Monday, October 7, 2013

7.6 Miles and 3 Iguanas

This Saturday my GF had the great idea of walking from her house to the beach...

3.8 miles there and 3.8 miles back.

In case I've ever given anyone the impression that I'm an active/athletic/fit person, I'm not. Like weekly Zumba classes kick my ass...

But, the GF is pretty and I'm a sucker for cute smiles. We walked.

Are you ready to be shocked? 

It wasn't horrible. Don't get me wrong, we live in Miami, it was hotter than the devil's closet (is that a thing? I'm making it a thing) and the air was humid and just really hard to breathe. (read: I'm out of shape and it was hard to breathe) We did have a great time though. We laughed a lot and we had bacon jerky as a snack. It was so good. It was probably the tastiest thing ever. Exercise makes my taste buds have really low standards apparently. 

My only complaint would have to be the wild life.

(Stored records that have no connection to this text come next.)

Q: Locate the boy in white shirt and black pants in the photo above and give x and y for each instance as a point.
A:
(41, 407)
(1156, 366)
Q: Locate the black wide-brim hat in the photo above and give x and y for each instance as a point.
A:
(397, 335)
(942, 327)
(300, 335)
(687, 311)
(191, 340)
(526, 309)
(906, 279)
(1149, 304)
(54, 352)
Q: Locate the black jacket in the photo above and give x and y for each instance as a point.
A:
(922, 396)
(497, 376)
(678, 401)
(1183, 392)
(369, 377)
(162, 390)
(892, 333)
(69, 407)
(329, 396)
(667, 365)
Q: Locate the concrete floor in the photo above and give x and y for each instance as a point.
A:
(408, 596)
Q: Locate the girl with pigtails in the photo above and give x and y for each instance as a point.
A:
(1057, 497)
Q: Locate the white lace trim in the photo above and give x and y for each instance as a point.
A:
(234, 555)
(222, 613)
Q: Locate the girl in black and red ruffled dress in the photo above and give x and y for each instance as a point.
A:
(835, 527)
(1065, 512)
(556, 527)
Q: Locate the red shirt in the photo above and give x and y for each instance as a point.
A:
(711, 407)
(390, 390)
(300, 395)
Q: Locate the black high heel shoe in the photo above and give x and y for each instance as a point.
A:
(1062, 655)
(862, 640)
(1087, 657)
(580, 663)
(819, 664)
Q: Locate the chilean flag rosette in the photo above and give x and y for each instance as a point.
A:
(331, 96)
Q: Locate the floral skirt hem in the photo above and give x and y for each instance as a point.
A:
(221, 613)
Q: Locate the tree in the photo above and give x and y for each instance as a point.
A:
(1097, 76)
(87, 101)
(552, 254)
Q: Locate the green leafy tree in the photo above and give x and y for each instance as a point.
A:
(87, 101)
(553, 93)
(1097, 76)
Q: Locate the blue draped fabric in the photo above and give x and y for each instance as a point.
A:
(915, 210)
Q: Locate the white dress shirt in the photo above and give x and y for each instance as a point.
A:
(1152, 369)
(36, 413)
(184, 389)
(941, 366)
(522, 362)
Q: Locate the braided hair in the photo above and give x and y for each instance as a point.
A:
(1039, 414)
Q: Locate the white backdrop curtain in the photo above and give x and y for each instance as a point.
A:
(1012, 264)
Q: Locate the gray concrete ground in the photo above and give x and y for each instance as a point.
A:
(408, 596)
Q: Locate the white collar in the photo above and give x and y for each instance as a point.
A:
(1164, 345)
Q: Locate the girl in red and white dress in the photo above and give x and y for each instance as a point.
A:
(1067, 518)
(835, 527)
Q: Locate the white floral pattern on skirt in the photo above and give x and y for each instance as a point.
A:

I am scared of frogs and lizards. This is not a secret to anyone. Iguanas however, are a whole new ball game. They are the spawns of Satan. They look prehistoric and pretty much turn me into a high pitch screaming/whining mess. I don't wish any harm to come to them and I do understand the role they play in the ecosystem. I am well aware that it is not their fault they look that way or that I'm scared of them. Ok, now that Peta doesn't hate me anymore...there were 3 of the ugliest iguanas I have ever seen in my life out and about during our little adventure. The first two were safely tucked away behind the fence of a golf course so it honestly wasn't that bad. We crossed the street and I did some Lamaze breathing and we were on our way. The third iguana, God help me I wanted to disappear from the face of the earth when I saw it. Was it behind a safe fence? Nope. Could I cross the street to escape? Not a fucking chance (6 lane bridge thing). Was it horrible looking? YES. I made the GF stomp around while she laughed at me in order to scare it back into the bushes because it was literally like a foot away from the sidewalk that we were on and omg gag. After the little beast scurried back to the underworld the bush where all the other iguanas were probably hanging out, I walked fast and tense past the area (which was also the up part for the bridge because fuck you Nat, that's why) and the GF tried to hide her laughter. Mind you, this was on the way back to her house and I was hot and in pain and scared and yea, we got in a mini fight...and then two more mini fights, completely unrelated to iguanas. 

But, we made it! 

We lived!

We dined on Chik-fil-A and it was so delicious I almost cried!

When we made it back to he house after dinner we were both super sore and super swore that we would never do that again...

 We're going again next weekend because she's pretty and I have no willpower.